Monday, March 27, 2017

Parents Are Their Child's First Teachers

     While I would be the first person to tell you how important committed, compassionate, and knowledgeable teachers are in the life of a child, parents are the child's very first, and far more important, teachers.  Parents are the people responsible for instilling behaviors, good or bad in our children, not schools. Think about this:  A teacher is with their for about seven hours a day, five days a week, for about 30 weeks a year. That is not enough time to teach them how to behave on top of teaching them the curriculum.  Do teachers still teach school expectations and the rules?  Of course we do!  Every social setting has different norms of acceptable behavior and schools are no different.  That being said, parents are still responsible for teaching their children acceptable behaviors.

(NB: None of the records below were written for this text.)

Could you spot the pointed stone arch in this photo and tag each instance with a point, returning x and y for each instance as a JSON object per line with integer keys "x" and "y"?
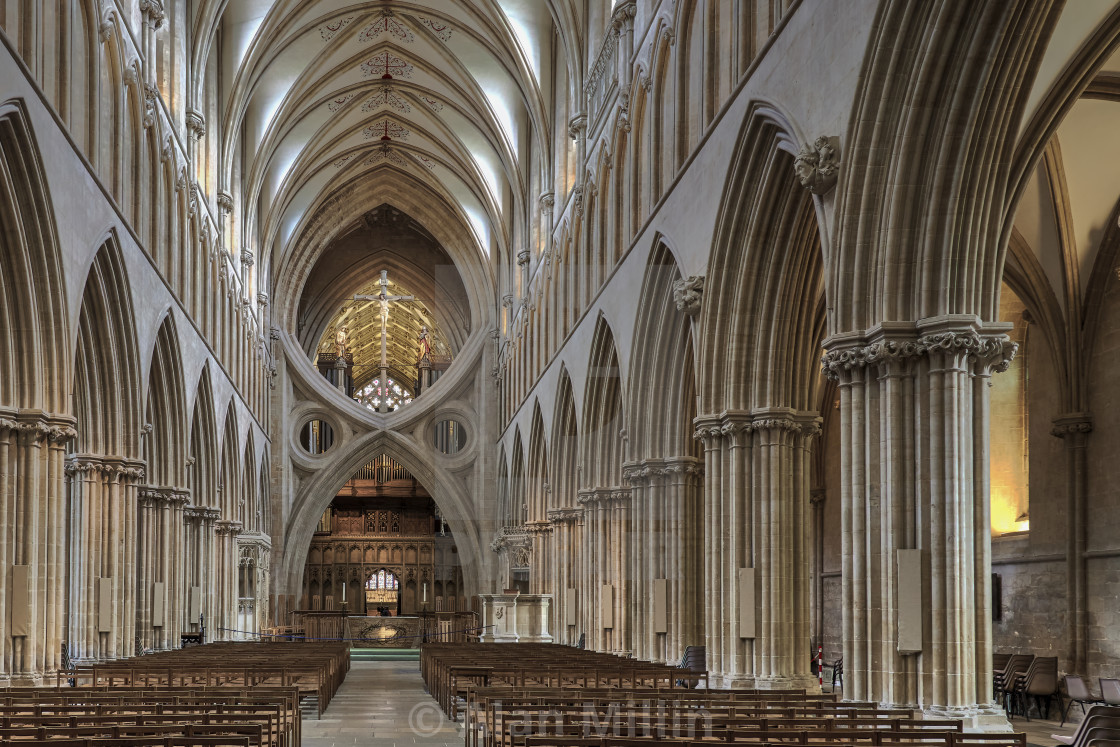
{"x": 106, "y": 381}
{"x": 606, "y": 503}
{"x": 203, "y": 473}
{"x": 33, "y": 296}
{"x": 762, "y": 321}
{"x": 662, "y": 366}
{"x": 165, "y": 444}
{"x": 106, "y": 468}
{"x": 448, "y": 492}
{"x": 566, "y": 515}
{"x": 664, "y": 468}
{"x": 159, "y": 517}
{"x": 604, "y": 421}
{"x": 518, "y": 496}
{"x": 538, "y": 468}
{"x": 35, "y": 410}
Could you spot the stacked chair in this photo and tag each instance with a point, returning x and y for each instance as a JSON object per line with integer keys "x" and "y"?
{"x": 1100, "y": 727}
{"x": 1039, "y": 682}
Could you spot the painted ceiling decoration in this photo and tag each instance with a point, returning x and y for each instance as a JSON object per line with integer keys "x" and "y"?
{"x": 385, "y": 129}
{"x": 442, "y": 31}
{"x": 388, "y": 66}
{"x": 329, "y": 30}
{"x": 386, "y": 97}
{"x": 388, "y": 25}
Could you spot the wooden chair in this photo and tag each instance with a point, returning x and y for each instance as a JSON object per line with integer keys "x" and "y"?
{"x": 1110, "y": 691}
{"x": 1078, "y": 692}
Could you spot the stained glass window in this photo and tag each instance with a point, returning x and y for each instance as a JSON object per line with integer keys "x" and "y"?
{"x": 372, "y": 393}
{"x": 383, "y": 580}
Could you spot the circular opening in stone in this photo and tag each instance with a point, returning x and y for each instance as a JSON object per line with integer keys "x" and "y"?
{"x": 449, "y": 437}
{"x": 316, "y": 437}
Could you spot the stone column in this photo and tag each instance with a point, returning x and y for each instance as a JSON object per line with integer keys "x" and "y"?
{"x": 665, "y": 523}
{"x": 914, "y": 435}
{"x": 149, "y": 498}
{"x": 33, "y": 533}
{"x": 104, "y": 543}
{"x": 566, "y": 569}
{"x": 1074, "y": 429}
{"x": 817, "y": 595}
{"x": 755, "y": 509}
{"x": 226, "y": 567}
{"x": 175, "y": 559}
{"x": 152, "y": 13}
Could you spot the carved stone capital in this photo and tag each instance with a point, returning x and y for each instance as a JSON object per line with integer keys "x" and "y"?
{"x": 196, "y": 123}
{"x": 623, "y": 16}
{"x": 818, "y": 165}
{"x": 687, "y": 295}
{"x": 1072, "y": 423}
{"x": 989, "y": 352}
{"x": 152, "y": 11}
{"x": 224, "y": 202}
{"x": 577, "y": 125}
{"x": 565, "y": 515}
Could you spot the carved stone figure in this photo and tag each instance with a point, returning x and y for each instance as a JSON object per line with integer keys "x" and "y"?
{"x": 687, "y": 293}
{"x": 342, "y": 337}
{"x": 423, "y": 345}
{"x": 817, "y": 165}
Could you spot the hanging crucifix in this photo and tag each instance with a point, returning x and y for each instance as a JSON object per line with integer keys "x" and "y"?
{"x": 384, "y": 298}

     Parents.  You are not your child's best friend.  You are a parent.  Your job is to instill good behaviors and morals and enforce the rules.  A best friend is a person who supports you in good times and bad but does not hold you accountable for your actions or discipline you. Parents are the ones who should hold their children accountable for their actions.  When parents choose not to follow rules, procedures, and expectations they are teaching their children that the rules don't apply to them or that given scenario and that is a disrespect of authority and social norms.
     Learned helplessness in a child, most times, is the fault of the parent.  While it's very easy to say, "Just let me do it."  In class, failure is embraced.  Failure is a learning opportunity to learn.  The age-old adage, "If at first you don't succeed, try, try, again." teaches a child to persevere.  Failure is part of growing up and kids need to learn to fail, then pick themselves up, brush themselves off and try again. They need to figure out how to follow instructions and they need to figure out what steps to take when they are not given instructions but simply a task to accomplish.
     When your child reaches school-age, please be your child's advocate.  You know your child best.  However, it is also important to Support your child's teacher by listening to them and understanding what they say about your child because your child may behave differently out of your presence than they do in it.  I know mine did.     
     When a teacher tells you about something abut your child, you should not ask your child if what their teacher is saying is true. You may think you are involving your child in the discussion, but what you have actually done is to question that teacher's reliability to their face. Think of it from the teacher's perspective. You have essentially told them that you won't believe what they just told you until your child confirms it.  When you contradict or question your child's teacher in front of your child, you are telling your child that the teacher's authority is not to be respected.
     Parents are doing a huge disservice to their kids. We are raising a generation of children who are going to be incapable of succeeding in the modern era. They are being taught to only think of themselves and to give up, sometimes before even trying.  Your job, as a parent is to set an example and teach your children the important lessons of life. Your child's teachers can supplement your lessons, but you are the ones who your kids will imitate, so give them something good to imitate.